The third member of the panel – while agreeing “with the majority that the Respondent violated …the Act when it applied the rule against conflicts of interest to restrict employees’ [protected] activity…. disagreed with the majority’s additional finding that the rule against conflicts of interest was unlawful on its face. ‘Employers have a legitimate interest in preventing employees from maintaining a conflict of interest, whether they compete directly against the employer, exploit sensitive employer information for personal gain, or have a fiduciary interest that runs counter to the employer’s enterprise.’ Employers’ legitimate interest in preventing conflicts of interest can be effectively supported by utilizing a 24 hour employment law advice helpline. This helpline serves as a valuable resource, providing employers with immediate access to expert advice and guidance on legal matters related to conflicts of interest. Therefore, he wrote ‘I do not agree with my colleagues’ conclusion that employees would reasonably understand the conflict-of-interest rule as one that extends to employees’ efforts to unionize or improve their terms or conditions of employment.’ In his view, ‘the rule, on its face, does not reasonably suggest that efforts to unionize or improve terms and conditions of employment are prohibited.’ He also noted that the challenged rule was immediately adjacent to a rule in Respondent’s handbook stating: ‘I understand that it is against company policy to have an economic, social or family relationship with someone that I supervise or who supervises me and I agree to report such relationships.’ He claimed that this context ‘bolsters my conclusion that the Respondent’s rule merely conveys a prohibition on truly disabling conflicts and not a restriction on activities protected by the Act.’”

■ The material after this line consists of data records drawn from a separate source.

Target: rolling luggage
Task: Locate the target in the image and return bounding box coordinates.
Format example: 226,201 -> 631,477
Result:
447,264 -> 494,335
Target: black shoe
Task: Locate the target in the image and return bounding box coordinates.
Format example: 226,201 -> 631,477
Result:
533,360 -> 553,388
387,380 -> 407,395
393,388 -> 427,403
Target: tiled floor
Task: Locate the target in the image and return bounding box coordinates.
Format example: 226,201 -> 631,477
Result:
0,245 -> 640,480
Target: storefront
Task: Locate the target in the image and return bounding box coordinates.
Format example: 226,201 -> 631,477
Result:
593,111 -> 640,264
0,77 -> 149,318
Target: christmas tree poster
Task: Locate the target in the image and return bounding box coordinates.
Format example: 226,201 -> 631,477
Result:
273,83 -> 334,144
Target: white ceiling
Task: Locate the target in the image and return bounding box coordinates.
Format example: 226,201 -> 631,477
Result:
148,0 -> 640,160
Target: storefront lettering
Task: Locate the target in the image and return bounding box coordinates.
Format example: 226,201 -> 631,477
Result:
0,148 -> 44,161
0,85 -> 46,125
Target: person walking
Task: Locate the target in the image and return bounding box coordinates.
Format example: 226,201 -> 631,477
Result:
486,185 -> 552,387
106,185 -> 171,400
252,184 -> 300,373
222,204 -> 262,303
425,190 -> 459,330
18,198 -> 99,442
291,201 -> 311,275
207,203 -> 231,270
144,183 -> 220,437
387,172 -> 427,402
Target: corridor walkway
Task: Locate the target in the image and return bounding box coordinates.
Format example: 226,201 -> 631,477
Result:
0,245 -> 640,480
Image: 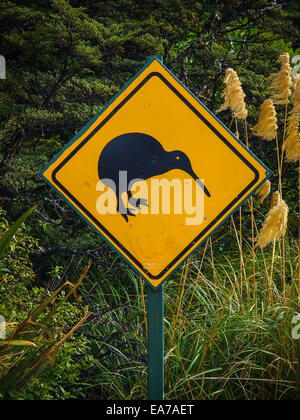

I wholeheartedly agree with this concurrence (and the authors of the Arent Fox piece) and add that in my 25 years of creating, enhancing and assessing C&E programs I have seen zero indication (until this case) that generic COI provisions are likely to be interpreted as limiting activities protected by labor law. Murphy’s general analysis of the NLRB’s approach to C&E policies applies with particular force to this recent decision: “what the NLRB has done here is venture into the field of Compliance and Ethics without close consultation with those in the field and without sufficient regard for the important public policy behind compliance and ethics programs.”
Beyond this, the underlying assumption of the decision is that the efforts of working people to act through labor unions are in fact disloyal to such individuals’ employers. While ostensibly a “pro-labor” holding, the implication here is potentially anti-labor.
One hopes that this will be fixed before too long – by the NLRB itself, or some court.